The dollar fell on Wednesday after the publication of the FOMC statement and the Fed’s economic projections, which showed a reduction in the growth outlook for 2015-2017. The lower growth forecasts signalled a slower pace of increase in the interest rates than anticipated. However, markets were somewhat disappointed that the FOMC statement did not provide a clearer timeline of when interest rates are likely to go up.
The statement said that economic growth has been expanding moderately but the Fed would like to see further improvements in the labor market and can be reasonably confident that inflation is moving back to its 2% target in the medium term before it would be appropriate to raise the target range of the federal funds. Although no clues were provided as to when the Fed expects this would be achieved, the projections signalled two rate increases in 2015, with the median forecast of interest rates at the end of 2015 to be 0.625%.
The dollar was steadier in Asian trading after falling against major currencies in US session. The euro retreated from a high of 1.1374 earlier in the day to 1.1346 in late Asian session. The pound also gave up some of its gains and was trading at 1.5813. But against the yen, the dollar continued to drift lower and was down at 123.02.
One exception against the dollar weakness was the kiwi, which reversed earlier gains to head sharply lower to 0.6893. This came after first quarter GDP data showed that the New Zealand economy grew by just 0.2%, against forecast of 0.6%, raising expectations that the central bank will cut interest rates again at its July meeting.
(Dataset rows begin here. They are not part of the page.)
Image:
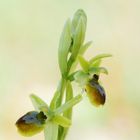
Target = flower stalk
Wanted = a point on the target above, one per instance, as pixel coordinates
(55, 119)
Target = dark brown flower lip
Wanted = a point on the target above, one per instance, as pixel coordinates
(32, 117)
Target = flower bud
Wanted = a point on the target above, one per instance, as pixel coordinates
(95, 92)
(31, 123)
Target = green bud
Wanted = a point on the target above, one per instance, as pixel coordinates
(31, 123)
(95, 92)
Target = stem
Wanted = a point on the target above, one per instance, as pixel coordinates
(68, 104)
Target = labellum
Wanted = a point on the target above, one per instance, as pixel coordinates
(95, 92)
(31, 123)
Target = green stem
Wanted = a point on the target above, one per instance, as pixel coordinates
(68, 105)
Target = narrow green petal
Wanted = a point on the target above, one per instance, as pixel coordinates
(64, 47)
(98, 70)
(62, 121)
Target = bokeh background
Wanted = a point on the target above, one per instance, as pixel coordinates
(29, 37)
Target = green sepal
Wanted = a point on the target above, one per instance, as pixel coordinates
(96, 63)
(78, 14)
(81, 78)
(54, 101)
(82, 50)
(62, 121)
(84, 63)
(100, 56)
(84, 47)
(38, 103)
(51, 131)
(67, 113)
(78, 38)
(64, 47)
(98, 70)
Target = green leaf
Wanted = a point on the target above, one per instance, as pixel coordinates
(78, 38)
(98, 70)
(38, 103)
(82, 78)
(84, 63)
(100, 56)
(62, 121)
(64, 47)
(51, 131)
Shares in Asia followed European shares lower on Thursday as markets remain nervous over the outcome of today’s Eurogroup meeting of Eurozone finance ministers. The Bank of Greece issued a warning to the Greek government saying that failure to reach an agreement could lead to a “painful course” of exit from both the Eurozone and the EU. There was some hope of compromise on Wednesday after Greece’s top negotiator said that Greece is willing to make concessions as long as it doesn’t include any further cuts to pensions.
Apart from the Eurogroup meeting on top of investors’ agenda, UK retail sales and US inflation figures for May will be closely watched too. Initial US weekly jobless claims and the Philadelphia Fed Manufacturing index are also published today.